Richard Branson, the founder of Virgin Group, discussed fuel costs in his blog, as reported in FleetOwner, a trucking industry news site. Fuel costs of course are on of the largest costs in the trucking industry, and constitutes a major expense each year. Branson claims that tractor-trailer fleets spend $105 billion on fuel each year, and states that the industry could save potentially $40 billion annually by improving fuel efficiency.
Branson has been working with the North American Council for Freight Efficiency to form the company Trucking Efficiency to address the problem of high fuel costs in the trucking industry. Branson also founded Carbon War Room, and has a great deal of experience on this topic. Branson said that Trucking Efficiency is an independent evaluator of about 70 technologies and shares information that is unbiased to the industry free of charge.
Of course, Branson’s comments come hot on the trail of new proposed government fuel efficiency standards on Friday, June 19. The new proposals, aimed at reducing greenhouse gas emissions, call for a significant upgrade in fuel efficiency for big trucks made after the 2017 model year. The Environmental Protection Agency and NHSTA have predicted significant improvements in greenhouse gas emissions, and have said that the resultant standards, even with a cost of up to $13,000 per vehicle to make the upgrades, would save the trucking industry billions of dollars over time. The two groups have said fuel economy should improve by 24 percent by 2027 using technologies that they believe will pay for themselves within two years. That means at the conclusion of those two years, companies will be saving money.

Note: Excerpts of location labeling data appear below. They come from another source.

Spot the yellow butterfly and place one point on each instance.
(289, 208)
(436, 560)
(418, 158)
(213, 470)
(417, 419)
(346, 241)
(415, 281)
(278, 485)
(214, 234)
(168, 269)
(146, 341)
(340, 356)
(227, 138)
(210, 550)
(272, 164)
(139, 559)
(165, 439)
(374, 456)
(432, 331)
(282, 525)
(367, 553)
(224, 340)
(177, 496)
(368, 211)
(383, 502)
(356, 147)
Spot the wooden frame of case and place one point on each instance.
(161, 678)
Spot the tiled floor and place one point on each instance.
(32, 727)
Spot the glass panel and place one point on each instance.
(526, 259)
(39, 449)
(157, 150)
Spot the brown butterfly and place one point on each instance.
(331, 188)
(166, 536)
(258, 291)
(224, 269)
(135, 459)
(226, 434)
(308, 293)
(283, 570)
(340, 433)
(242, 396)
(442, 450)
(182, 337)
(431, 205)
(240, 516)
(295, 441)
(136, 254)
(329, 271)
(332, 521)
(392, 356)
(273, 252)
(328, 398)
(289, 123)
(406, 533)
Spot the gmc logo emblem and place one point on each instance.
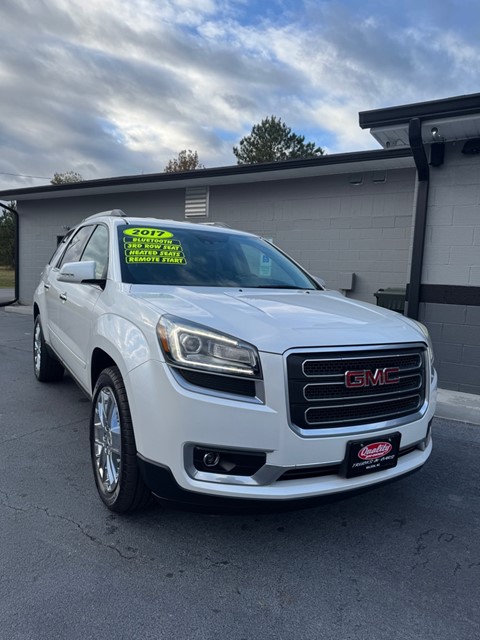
(367, 378)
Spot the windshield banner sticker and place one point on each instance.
(153, 246)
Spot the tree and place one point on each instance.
(271, 141)
(66, 178)
(187, 161)
(7, 237)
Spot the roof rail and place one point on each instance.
(216, 224)
(116, 213)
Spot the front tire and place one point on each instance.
(112, 446)
(46, 367)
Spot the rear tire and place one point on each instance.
(47, 368)
(112, 446)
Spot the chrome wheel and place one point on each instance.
(37, 348)
(107, 440)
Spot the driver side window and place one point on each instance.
(76, 246)
(97, 249)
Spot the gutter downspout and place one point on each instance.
(15, 213)
(423, 183)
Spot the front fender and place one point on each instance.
(123, 341)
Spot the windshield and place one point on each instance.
(204, 258)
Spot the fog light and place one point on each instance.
(211, 459)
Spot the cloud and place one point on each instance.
(119, 87)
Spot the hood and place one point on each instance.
(276, 321)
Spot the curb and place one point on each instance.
(454, 405)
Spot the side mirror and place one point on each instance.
(77, 271)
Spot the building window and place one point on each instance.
(196, 202)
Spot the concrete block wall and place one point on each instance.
(452, 257)
(455, 331)
(329, 225)
(452, 242)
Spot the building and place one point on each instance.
(405, 215)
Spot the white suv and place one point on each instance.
(219, 369)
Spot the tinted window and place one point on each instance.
(97, 250)
(208, 258)
(76, 246)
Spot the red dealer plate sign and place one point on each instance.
(371, 455)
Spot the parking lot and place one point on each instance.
(401, 561)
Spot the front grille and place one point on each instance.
(319, 397)
(225, 384)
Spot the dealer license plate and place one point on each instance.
(371, 455)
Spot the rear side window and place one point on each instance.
(76, 246)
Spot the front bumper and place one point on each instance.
(171, 419)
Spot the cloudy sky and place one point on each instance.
(118, 87)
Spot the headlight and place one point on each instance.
(428, 339)
(190, 345)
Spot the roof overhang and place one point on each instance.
(444, 120)
(350, 163)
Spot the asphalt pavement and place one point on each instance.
(399, 562)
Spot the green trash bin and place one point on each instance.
(392, 298)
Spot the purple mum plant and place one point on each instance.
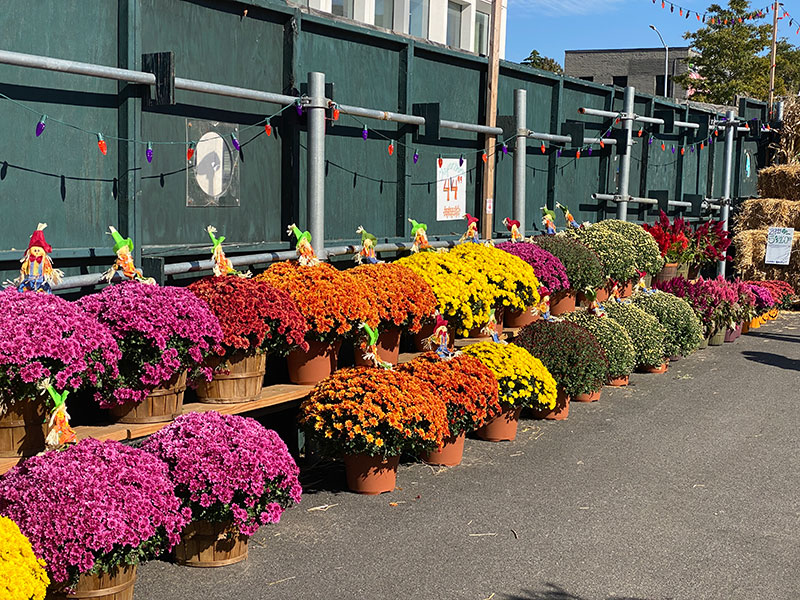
(162, 331)
(92, 507)
(228, 468)
(549, 270)
(44, 337)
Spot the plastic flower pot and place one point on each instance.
(161, 405)
(503, 427)
(205, 544)
(449, 455)
(23, 428)
(312, 366)
(589, 397)
(562, 302)
(117, 584)
(370, 475)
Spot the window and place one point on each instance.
(342, 8)
(384, 13)
(454, 24)
(481, 33)
(418, 17)
(620, 80)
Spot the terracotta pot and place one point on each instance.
(477, 332)
(448, 455)
(309, 368)
(427, 331)
(670, 271)
(717, 338)
(563, 302)
(241, 381)
(503, 427)
(114, 585)
(559, 413)
(619, 381)
(520, 318)
(370, 475)
(23, 428)
(161, 405)
(589, 397)
(205, 544)
(657, 370)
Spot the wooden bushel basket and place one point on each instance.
(242, 381)
(205, 544)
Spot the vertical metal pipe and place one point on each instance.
(625, 163)
(727, 174)
(520, 154)
(315, 187)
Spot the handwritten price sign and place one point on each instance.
(451, 190)
(779, 245)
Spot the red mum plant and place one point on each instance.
(254, 315)
(467, 386)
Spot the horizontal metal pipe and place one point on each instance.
(381, 115)
(484, 129)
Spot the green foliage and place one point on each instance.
(684, 331)
(545, 63)
(583, 267)
(612, 337)
(734, 58)
(648, 256)
(646, 333)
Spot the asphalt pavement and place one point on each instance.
(682, 485)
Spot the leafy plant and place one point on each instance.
(572, 355)
(523, 380)
(583, 267)
(646, 333)
(613, 339)
(684, 331)
(467, 386)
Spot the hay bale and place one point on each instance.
(751, 249)
(767, 212)
(782, 181)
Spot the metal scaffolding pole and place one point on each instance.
(625, 163)
(727, 174)
(316, 161)
(520, 155)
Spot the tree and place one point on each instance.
(734, 56)
(545, 63)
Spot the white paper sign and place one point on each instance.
(451, 190)
(779, 245)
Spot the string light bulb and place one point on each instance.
(41, 125)
(101, 144)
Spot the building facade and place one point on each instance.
(461, 24)
(643, 68)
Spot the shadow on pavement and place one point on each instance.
(773, 360)
(552, 591)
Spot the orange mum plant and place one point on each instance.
(403, 298)
(467, 386)
(379, 412)
(333, 302)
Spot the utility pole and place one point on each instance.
(491, 121)
(774, 58)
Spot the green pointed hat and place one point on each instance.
(417, 226)
(119, 241)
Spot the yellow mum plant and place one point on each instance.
(513, 280)
(22, 575)
(465, 297)
(523, 379)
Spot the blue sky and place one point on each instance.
(552, 26)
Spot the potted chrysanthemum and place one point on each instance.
(232, 475)
(470, 391)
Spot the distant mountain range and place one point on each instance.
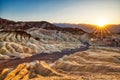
(90, 28)
(64, 27)
(12, 25)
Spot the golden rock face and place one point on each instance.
(87, 65)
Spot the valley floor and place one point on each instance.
(92, 64)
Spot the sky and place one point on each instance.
(62, 11)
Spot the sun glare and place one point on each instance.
(101, 23)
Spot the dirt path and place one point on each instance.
(42, 56)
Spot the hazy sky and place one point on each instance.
(61, 11)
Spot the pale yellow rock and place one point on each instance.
(21, 74)
(13, 73)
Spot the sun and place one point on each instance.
(101, 23)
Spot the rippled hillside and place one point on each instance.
(43, 51)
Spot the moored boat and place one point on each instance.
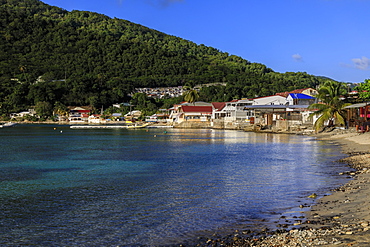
(8, 124)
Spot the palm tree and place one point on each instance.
(331, 106)
(191, 95)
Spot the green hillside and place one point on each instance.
(51, 55)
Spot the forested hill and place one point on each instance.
(48, 54)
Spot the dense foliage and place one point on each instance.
(331, 106)
(48, 54)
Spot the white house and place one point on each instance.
(270, 100)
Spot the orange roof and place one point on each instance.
(201, 109)
(219, 105)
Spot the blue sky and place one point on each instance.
(321, 37)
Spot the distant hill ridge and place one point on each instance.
(102, 59)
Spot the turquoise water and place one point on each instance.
(107, 187)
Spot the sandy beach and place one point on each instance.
(341, 218)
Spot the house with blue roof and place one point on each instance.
(300, 99)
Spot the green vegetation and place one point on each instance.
(331, 106)
(55, 57)
(364, 90)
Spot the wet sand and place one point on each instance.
(339, 219)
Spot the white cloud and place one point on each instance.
(362, 63)
(297, 57)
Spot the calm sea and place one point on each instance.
(116, 187)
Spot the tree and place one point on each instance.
(191, 94)
(60, 109)
(44, 109)
(331, 106)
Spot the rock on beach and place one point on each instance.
(339, 219)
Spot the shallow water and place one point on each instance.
(107, 187)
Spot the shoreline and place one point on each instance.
(341, 218)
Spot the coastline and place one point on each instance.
(339, 219)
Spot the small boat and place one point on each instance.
(138, 126)
(8, 124)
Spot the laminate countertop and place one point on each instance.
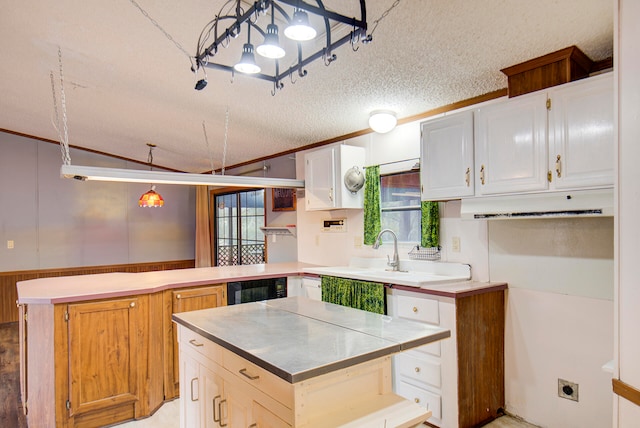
(296, 338)
(66, 289)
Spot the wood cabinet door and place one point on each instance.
(446, 157)
(581, 141)
(104, 345)
(185, 300)
(190, 392)
(511, 146)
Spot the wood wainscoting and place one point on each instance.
(8, 280)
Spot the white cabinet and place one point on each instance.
(511, 148)
(324, 178)
(557, 139)
(446, 157)
(581, 149)
(418, 373)
(219, 388)
(214, 397)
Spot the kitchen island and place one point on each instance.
(295, 362)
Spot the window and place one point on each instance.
(400, 205)
(238, 217)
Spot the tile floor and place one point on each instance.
(168, 416)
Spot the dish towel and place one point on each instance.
(365, 295)
(430, 224)
(372, 224)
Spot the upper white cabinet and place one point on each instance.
(581, 133)
(511, 153)
(324, 178)
(560, 138)
(446, 157)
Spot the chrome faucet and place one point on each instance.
(395, 263)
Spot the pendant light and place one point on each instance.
(270, 47)
(247, 63)
(151, 199)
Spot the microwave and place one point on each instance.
(256, 290)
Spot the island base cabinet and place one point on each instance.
(220, 388)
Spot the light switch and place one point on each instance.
(455, 244)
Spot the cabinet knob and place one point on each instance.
(558, 166)
(244, 373)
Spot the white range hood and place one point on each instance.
(579, 203)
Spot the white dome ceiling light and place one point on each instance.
(382, 121)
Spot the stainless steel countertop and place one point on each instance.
(297, 338)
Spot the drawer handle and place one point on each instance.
(192, 381)
(214, 409)
(244, 373)
(220, 409)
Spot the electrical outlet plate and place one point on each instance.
(567, 389)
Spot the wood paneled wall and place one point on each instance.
(8, 280)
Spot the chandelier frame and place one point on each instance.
(224, 36)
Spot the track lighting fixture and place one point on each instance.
(247, 63)
(303, 20)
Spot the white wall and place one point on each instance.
(58, 222)
(627, 83)
(559, 316)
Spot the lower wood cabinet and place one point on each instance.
(184, 300)
(96, 363)
(460, 379)
(92, 364)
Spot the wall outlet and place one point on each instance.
(455, 244)
(567, 389)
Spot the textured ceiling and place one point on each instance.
(127, 84)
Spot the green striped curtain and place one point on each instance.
(368, 296)
(430, 224)
(372, 223)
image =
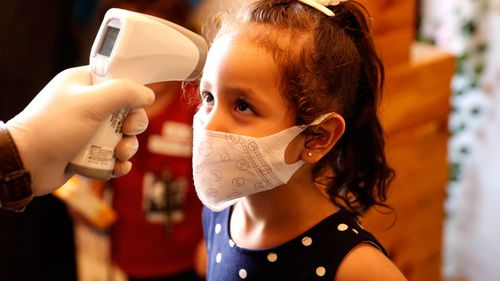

Michael Roeth is the executive director of the North American Council for Freight Efficiency, and noted in a recent IdeaXchange that Branson, “was excited to hear about the progress we are making with Truck Efficiency and the opportunities that are emerging with respect to advanced technologies coming to the real world with Super Trucks and with the game-changing opportunities on the horizon, like platooning and autonomous trucks.”
While there is of course a certain amount of hand-wringing from members of the industry, the standards have come with a surprising amount of support from the trucking industry, with many companies coming out in support of the plan.
In fact, an article in Bakken.com is tellingly titled “Trucking industry is O.K. with new fuel standards,” and discusses how the industry is mostly on board with the new standards.
Glen Kedzie, President and CEO of the American Trucking Associations, said “Fuel is an enormous expense for our industry – and carbon emissions carry an enormous cost for our planet. That’s why our industry supported the Obama administration’s historic first round of greenhouse gas and fuel efficiency standards for medium and large trucks, and why we support the aims of this second round of standards.”
The support of the ATA means a great deal to the industry’s support, and it seems that the promise of the technology paying for itself (and indeed over time saving the industry money) has the industry’s top members pleased and willing to go along with the new plan. Previous criticisms of fuel efficiency standards have included the expense of enacting the measures.
Kedzie, however, did express some concerns over the plan, and did not throw his full support behind the new standards: “We believe this rule could result in the deployment of certain technologies that do not fully recognize the diversity of our industry and could prove to be unreliable … This unreliability could slow not only adoption of these technologies, but the environmental benefits they aim to create. To prevent this, truck and engine manufacturers will need adequate time to develop solutions to meet these new standards.
This is a rare occurrence that the trucking industry is behind environmental measures, even it if is on a cautionary basis. Keeping in mind the importance of the environmental regulations, having the industry’s support could usher in a new era of environmental cooperation and even one where regulations don’t necessarily have to be a burden on the companies they are regulating.